Behavioral guidelines to reduce common LLM coding mistakes. Merge with project-specific instructions as needed.

**Tradeoff:** These guidelines bias toward caution over speed. For trivial tasks, use judgment.

## 1. Think Before Coding

**Don't assume. Don't hide confusion. Surface tradeoffs.**

Before implementing:
- State your assumptions explicitly. If uncertain, ask.
- If multiple interpretations exist, present them - don't pick silently.
- If a simpler approach exists, say so. Push back when warranted.
- If something is unclear, stop. Name what's confusing. Ask.

## 2. Simplicity First

**Minimum code that solves the problem. Nothing speculative.**

- No features beyond what was asked.
- No abstractions for single-use code.
- No "flexibility" or "configurability" that wasn't requested.
- No error handling for impossible scenarios.
- If you write 200 lines and it could be 50, rewrite it.

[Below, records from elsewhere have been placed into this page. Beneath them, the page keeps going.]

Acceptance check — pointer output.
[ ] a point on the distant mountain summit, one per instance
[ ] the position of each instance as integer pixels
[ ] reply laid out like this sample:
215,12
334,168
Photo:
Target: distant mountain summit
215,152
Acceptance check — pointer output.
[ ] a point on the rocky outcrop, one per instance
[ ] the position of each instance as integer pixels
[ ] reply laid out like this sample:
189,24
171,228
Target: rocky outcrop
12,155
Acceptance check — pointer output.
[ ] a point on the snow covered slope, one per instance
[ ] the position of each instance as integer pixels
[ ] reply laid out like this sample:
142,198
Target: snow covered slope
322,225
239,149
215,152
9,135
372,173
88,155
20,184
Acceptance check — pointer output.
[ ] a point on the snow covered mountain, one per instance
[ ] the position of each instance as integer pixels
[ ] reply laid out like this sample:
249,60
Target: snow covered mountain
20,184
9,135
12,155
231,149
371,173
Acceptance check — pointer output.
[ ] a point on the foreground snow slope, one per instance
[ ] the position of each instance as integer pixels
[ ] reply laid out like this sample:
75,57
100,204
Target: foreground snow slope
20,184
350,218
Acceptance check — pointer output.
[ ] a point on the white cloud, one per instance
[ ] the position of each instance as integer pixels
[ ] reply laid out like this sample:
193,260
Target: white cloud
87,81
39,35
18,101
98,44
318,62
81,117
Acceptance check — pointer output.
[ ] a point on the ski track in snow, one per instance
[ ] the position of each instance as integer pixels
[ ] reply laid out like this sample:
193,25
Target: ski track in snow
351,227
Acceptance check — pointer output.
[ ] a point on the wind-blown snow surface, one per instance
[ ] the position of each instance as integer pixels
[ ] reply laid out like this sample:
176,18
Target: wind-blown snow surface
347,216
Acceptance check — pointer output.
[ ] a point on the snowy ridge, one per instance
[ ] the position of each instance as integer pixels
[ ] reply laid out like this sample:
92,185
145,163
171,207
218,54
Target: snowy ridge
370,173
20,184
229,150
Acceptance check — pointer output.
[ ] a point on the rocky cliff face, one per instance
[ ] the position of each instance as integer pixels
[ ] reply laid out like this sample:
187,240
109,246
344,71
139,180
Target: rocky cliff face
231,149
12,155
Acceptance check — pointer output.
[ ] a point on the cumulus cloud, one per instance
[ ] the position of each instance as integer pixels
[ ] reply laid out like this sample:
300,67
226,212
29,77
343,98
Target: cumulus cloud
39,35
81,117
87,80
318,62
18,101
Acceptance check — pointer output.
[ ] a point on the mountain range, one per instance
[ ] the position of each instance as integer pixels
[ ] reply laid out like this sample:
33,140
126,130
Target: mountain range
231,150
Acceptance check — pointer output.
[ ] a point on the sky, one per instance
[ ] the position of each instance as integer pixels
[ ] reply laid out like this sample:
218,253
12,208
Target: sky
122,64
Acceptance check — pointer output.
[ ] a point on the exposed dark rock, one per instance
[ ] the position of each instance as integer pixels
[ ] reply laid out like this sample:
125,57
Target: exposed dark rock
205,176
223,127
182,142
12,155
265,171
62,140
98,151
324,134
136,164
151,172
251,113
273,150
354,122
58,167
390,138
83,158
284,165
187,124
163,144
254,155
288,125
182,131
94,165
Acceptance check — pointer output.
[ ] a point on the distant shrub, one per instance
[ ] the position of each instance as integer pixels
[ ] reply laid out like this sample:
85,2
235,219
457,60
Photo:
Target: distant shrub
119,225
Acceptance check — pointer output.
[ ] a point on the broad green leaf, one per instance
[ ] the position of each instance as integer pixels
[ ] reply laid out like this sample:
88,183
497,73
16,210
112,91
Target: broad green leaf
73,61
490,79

Ask yourself: "Would a senior engineer say this is overcomplicated?" If yes, simplify.

## 3. Surgical Changes

**Touch only what you must. Clean up only your own mess.**

When editing existing code:
- Don't "improve" adjacent code, comments, or formatting.
- Don't refactor things that aren't broken.
- Match existing style, even if you'd do it differently.
- If you notice unrelated dead code, mention it - don't delete it.

When your changes create orphans:
- Remove imports/variables/functions that YOUR changes made unused.
- Don't remove pre-existing dead code unless asked.

The test: Every changed line should trace directly to the user's request.

## 4. Goal-Driven Execution

**Define success criteria. Loop until verified.**

Transform tasks into verifiable goals:
- "Add validation" → "Write tests for invalid inputs, then make them pass"
- "Fix the bug" → "Write a test that reproduces it, then make it pass"
- "Refactor X" → "Ensure tests pass before and after"

For multi-step tasks, state a brief plan:
```
1. [Step] → verify: [check]
2. [Step] → verify: [check]
3. [Step] → verify: [check]
```

Strong success criteria let you loop independently. Weak criteria ("make it work") require constant clarification.

---

**These guidelines are working if:** fewer unnecessary changes in diffs, fewer rewrites due to overcomplication, and clarifying questions come before implementation rather than after mistakes.